Dalla distribuzione
Burger vegetali, la marcia in più di Ortonuovo
Ecco perché la categoria è in continua crescita

“Il burger vegetale Ortonuovo non è il solito ‘vegan burger’ che ha l’unica funzione di sostituire il prodotto a base carne ma un modo alternativo di gustare le nostre verdure di prima scelta sotto forma di tortino vegetale ready-to-eat”. Così Andrea Scamperle - general manager di Ortonuovo - descrive a IFN la linea di burger vegetali sviluppata dall'azienda.
Ad oggi le ricettazioni disponibili sono cinque: burger di carote, patate e zucchine; burger di barbabietole e fagioli; burger di zucchine, piselli e patate; burger di spinaci e patate; burger di lenticchie e carote.

E sulle caratteristiche dei prodotti, Scamperle aggiunge: “Ortonuovo ha sempre posto la qualità al primo posto: utilizziamo verdure fresche, scelte giornalmente dai nostri fornitori di fiducia. Nella fattispecie, il burger vegetale è nato quasi per caso, in quanto cercavamo un modo di valorizzare la buccia delle zucchine, uno ‘scarto buono’ che si sviluppa nel processo di taglio per la produzione dei grigliati e che è ricca di proprietà nutrizionali. Così dopo vari tentativi abbiamo trovato la ricetta ideale abbinandola con patate e carote, dando origine ad una sorta di ‘tortino di verdure’ che fin da subito ha trovato un ampio consenso fra i consumatori, tanto da divenire in breve tempo una delle referenze top seller della nostra azienda”.
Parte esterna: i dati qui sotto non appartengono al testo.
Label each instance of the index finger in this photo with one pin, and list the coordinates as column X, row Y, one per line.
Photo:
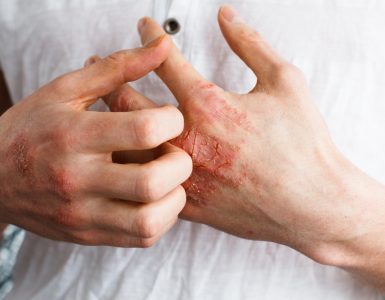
column 86, row 85
column 176, row 72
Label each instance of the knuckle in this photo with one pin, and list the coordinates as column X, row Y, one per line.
column 176, row 117
column 148, row 185
column 84, row 238
column 250, row 36
column 287, row 73
column 146, row 131
column 63, row 183
column 69, row 218
column 62, row 137
column 146, row 243
column 61, row 83
column 147, row 225
column 122, row 100
column 117, row 63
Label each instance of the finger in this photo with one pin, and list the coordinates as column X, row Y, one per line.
column 127, row 98
column 136, row 130
column 144, row 220
column 248, row 44
column 142, row 183
column 176, row 72
column 84, row 86
column 124, row 98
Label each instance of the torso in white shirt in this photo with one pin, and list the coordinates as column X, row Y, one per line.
column 339, row 44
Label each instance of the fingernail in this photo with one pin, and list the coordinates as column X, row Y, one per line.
column 231, row 15
column 141, row 24
column 154, row 42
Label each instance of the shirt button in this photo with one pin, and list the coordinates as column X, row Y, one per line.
column 171, row 26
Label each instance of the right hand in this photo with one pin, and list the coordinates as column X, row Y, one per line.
column 57, row 176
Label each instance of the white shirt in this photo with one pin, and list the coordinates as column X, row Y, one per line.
column 339, row 44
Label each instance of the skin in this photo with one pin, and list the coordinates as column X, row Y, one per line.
column 58, row 177
column 265, row 167
column 5, row 103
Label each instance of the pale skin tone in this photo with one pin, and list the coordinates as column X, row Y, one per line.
column 265, row 167
column 58, row 178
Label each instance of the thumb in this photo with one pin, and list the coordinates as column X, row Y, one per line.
column 248, row 43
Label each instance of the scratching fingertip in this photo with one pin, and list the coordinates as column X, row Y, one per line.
column 91, row 60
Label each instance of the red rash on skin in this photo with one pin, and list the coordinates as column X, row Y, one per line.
column 20, row 154
column 212, row 160
column 218, row 110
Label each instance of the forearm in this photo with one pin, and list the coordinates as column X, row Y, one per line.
column 5, row 103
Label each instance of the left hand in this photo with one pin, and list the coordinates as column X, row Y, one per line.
column 265, row 167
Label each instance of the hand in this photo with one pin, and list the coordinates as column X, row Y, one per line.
column 57, row 177
column 265, row 167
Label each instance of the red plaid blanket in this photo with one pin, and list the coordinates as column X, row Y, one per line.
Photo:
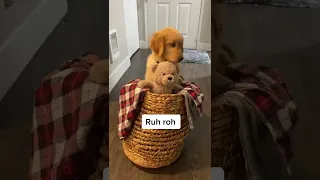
column 66, row 110
column 131, row 97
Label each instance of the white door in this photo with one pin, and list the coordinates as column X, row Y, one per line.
column 183, row 15
column 131, row 21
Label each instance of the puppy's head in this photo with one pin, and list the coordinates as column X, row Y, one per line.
column 167, row 44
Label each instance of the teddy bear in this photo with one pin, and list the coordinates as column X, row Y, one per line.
column 165, row 79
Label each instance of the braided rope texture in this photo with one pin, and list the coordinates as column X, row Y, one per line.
column 155, row 148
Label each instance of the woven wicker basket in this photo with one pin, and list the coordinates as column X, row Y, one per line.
column 150, row 148
column 226, row 150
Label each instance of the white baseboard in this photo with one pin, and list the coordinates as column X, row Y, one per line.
column 116, row 75
column 204, row 46
column 144, row 45
column 22, row 44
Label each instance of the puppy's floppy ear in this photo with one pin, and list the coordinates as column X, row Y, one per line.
column 157, row 43
column 154, row 67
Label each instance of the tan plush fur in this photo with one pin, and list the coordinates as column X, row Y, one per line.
column 166, row 45
column 165, row 77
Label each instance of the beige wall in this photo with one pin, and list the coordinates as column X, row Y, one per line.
column 205, row 36
column 117, row 21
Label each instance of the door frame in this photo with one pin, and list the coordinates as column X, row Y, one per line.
column 199, row 45
column 145, row 44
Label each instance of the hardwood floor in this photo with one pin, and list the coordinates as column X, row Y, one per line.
column 194, row 162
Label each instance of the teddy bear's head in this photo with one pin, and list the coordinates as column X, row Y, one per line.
column 165, row 73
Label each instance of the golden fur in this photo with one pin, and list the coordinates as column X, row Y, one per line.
column 166, row 45
column 165, row 79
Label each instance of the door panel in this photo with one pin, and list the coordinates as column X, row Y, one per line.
column 183, row 15
column 131, row 20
“Da qui abbiamo sviluppato una gamma completa, elemento necessario per avere i giusti spazi all’interno dei murali refrigerati della Grande distribuzione organizzata. Adesso siamo a cinque referenze, e contiamo di aumentarle ulteriormente, visti gli ottimi risultati".
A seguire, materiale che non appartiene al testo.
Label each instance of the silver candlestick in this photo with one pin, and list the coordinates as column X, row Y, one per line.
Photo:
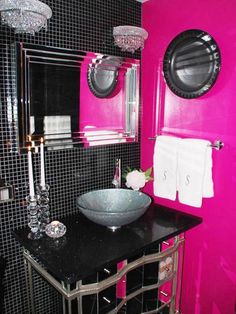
column 34, row 223
column 43, row 203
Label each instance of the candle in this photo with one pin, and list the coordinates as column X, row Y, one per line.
column 30, row 169
column 42, row 164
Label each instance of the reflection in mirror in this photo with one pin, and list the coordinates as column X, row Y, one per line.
column 73, row 97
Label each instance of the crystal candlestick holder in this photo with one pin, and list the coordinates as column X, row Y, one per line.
column 43, row 203
column 34, row 224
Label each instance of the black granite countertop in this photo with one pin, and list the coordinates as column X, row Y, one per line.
column 87, row 247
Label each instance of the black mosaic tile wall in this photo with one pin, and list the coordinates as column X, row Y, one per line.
column 76, row 24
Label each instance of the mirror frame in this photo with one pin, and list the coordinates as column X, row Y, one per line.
column 28, row 53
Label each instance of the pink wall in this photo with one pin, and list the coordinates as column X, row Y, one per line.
column 209, row 281
column 101, row 113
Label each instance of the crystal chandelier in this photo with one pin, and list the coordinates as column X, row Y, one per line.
column 129, row 38
column 25, row 16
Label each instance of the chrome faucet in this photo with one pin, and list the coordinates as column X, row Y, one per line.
column 117, row 177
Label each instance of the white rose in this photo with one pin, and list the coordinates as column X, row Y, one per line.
column 135, row 180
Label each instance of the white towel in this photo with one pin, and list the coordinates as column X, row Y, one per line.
column 165, row 166
column 194, row 171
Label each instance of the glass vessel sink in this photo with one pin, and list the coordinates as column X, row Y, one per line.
column 113, row 208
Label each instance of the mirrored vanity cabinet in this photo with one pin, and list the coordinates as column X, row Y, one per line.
column 132, row 270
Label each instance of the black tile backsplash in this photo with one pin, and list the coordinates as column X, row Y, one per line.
column 75, row 24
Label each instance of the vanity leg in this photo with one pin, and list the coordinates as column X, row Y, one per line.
column 29, row 286
column 79, row 299
column 63, row 299
column 69, row 301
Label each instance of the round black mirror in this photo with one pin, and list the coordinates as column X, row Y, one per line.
column 191, row 63
column 102, row 76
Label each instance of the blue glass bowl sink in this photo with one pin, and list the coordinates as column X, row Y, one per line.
column 113, row 208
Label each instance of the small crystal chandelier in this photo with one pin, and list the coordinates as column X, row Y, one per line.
column 25, row 16
column 129, row 38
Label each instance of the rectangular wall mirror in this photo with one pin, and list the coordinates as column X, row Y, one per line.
column 73, row 97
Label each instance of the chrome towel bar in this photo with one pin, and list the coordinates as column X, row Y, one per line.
column 218, row 144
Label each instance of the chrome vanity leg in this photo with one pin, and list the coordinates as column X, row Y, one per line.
column 79, row 299
column 29, row 286
column 69, row 301
column 63, row 299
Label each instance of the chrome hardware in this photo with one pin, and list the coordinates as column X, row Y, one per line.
column 218, row 144
column 117, row 177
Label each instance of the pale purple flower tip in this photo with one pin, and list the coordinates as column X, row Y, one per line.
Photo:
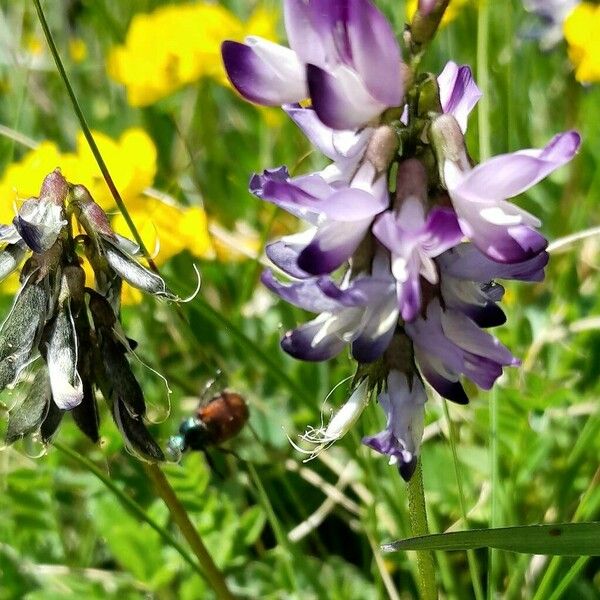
column 501, row 230
column 414, row 240
column 404, row 408
column 458, row 92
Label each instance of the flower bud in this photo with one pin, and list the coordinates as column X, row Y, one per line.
column 448, row 144
column 382, row 148
column 411, row 182
column 91, row 216
column 54, row 189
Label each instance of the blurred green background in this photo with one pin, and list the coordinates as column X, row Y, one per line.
column 64, row 534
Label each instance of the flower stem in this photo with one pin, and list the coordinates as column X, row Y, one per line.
column 418, row 524
column 182, row 520
column 89, row 137
column 471, row 556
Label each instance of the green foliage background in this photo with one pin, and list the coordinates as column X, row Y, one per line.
column 63, row 534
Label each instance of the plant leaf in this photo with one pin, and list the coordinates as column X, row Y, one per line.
column 564, row 539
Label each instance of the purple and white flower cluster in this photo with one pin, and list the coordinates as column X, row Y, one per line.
column 391, row 262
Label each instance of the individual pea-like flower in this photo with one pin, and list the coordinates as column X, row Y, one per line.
column 74, row 329
column 415, row 239
column 500, row 229
column 404, row 404
column 343, row 56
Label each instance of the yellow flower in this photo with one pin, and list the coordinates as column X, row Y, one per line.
column 167, row 228
column 177, row 45
column 451, row 13
column 23, row 179
column 132, row 162
column 581, row 32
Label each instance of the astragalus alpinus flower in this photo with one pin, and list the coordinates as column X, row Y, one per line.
column 399, row 268
column 66, row 334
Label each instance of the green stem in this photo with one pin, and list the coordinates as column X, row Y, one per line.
column 127, row 502
column 471, row 556
column 182, row 520
column 483, row 107
column 89, row 137
column 418, row 524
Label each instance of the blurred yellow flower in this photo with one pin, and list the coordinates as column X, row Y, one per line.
column 451, row 13
column 176, row 45
column 581, row 32
column 131, row 159
column 167, row 229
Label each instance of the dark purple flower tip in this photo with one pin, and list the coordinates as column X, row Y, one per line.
column 515, row 245
column 367, row 350
column 340, row 100
column 489, row 315
column 407, row 468
column 285, row 256
column 272, row 78
column 316, row 261
column 259, row 180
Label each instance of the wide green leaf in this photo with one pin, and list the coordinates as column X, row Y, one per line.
column 565, row 539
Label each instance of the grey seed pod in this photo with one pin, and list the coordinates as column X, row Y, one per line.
column 54, row 188
column 135, row 274
column 10, row 258
column 138, row 440
column 39, row 223
column 29, row 415
column 21, row 331
column 67, row 387
column 86, row 415
column 51, row 422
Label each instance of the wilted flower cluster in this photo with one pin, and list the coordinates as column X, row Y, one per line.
column 405, row 235
column 67, row 335
column 132, row 159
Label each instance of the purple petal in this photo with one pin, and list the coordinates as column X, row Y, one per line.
column 341, row 100
column 467, row 262
column 443, row 382
column 264, row 73
column 409, row 298
column 304, row 35
column 304, row 294
column 284, row 253
column 443, row 231
column 379, row 325
column 359, row 292
column 458, row 92
column 307, row 342
column 338, row 145
column 375, row 52
column 508, row 175
column 333, row 244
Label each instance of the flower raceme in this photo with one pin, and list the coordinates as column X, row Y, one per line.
column 400, row 269
column 73, row 328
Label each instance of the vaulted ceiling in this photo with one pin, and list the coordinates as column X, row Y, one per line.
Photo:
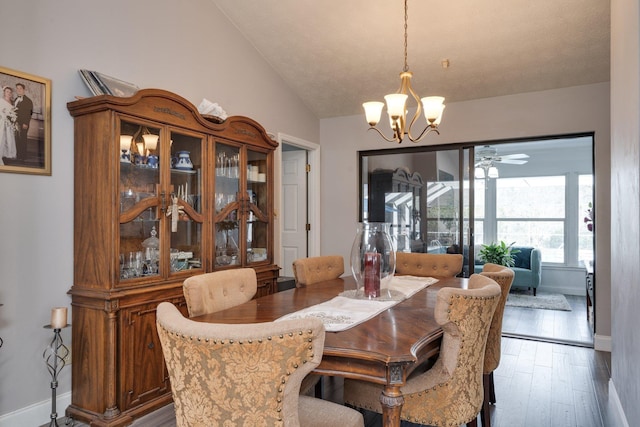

L’azienda veronese è nel settore dei piatti pronti vegetali da oltre 25 anni e, nell’ultimo periodo, ha visto una impennata del giro d’affari: “Sicuramente notiamo un mercato in evoluzione – spiega Scamperle – molto ricettivo sui prodotti vegetali ad alto contenuto di servizio. Tuttavia, allo stesso tempo, è altamente selettivo: se non mantieni un certo livello qualitativo, il consumatore ti punisce immediatamente. Noi da questo punto di vista non abbiamo mai accettato compromessi e questa scelta ci ha premiato con crescite costanti e con l’attivazione di clienti nuovi".

Sullo sviluppo futuro, il manager scaligero ha le idee chiare: “Continueremo a proporre la nostra ampia gamma che contempla oltre ai burger, le verdure da cuocere, i contorni pronti (cotti al forno, lessati e grigliati) mantenendo l’alto livello qualitativo che ci contraddistingue".
E conclude: "Chiaramente stiamo studiando nuove referenze, non tanto per aumentare la numerica, ma soprattutto nell’ottica di offrire una proposta alimentare completa che, rigorosamente, non preveda l’utilizzo di derivati animali e che mantenga la promessa di una qualità che solo una lavorazione artigianale può garantire, forti della nostra esperienza ventennale nel settore.”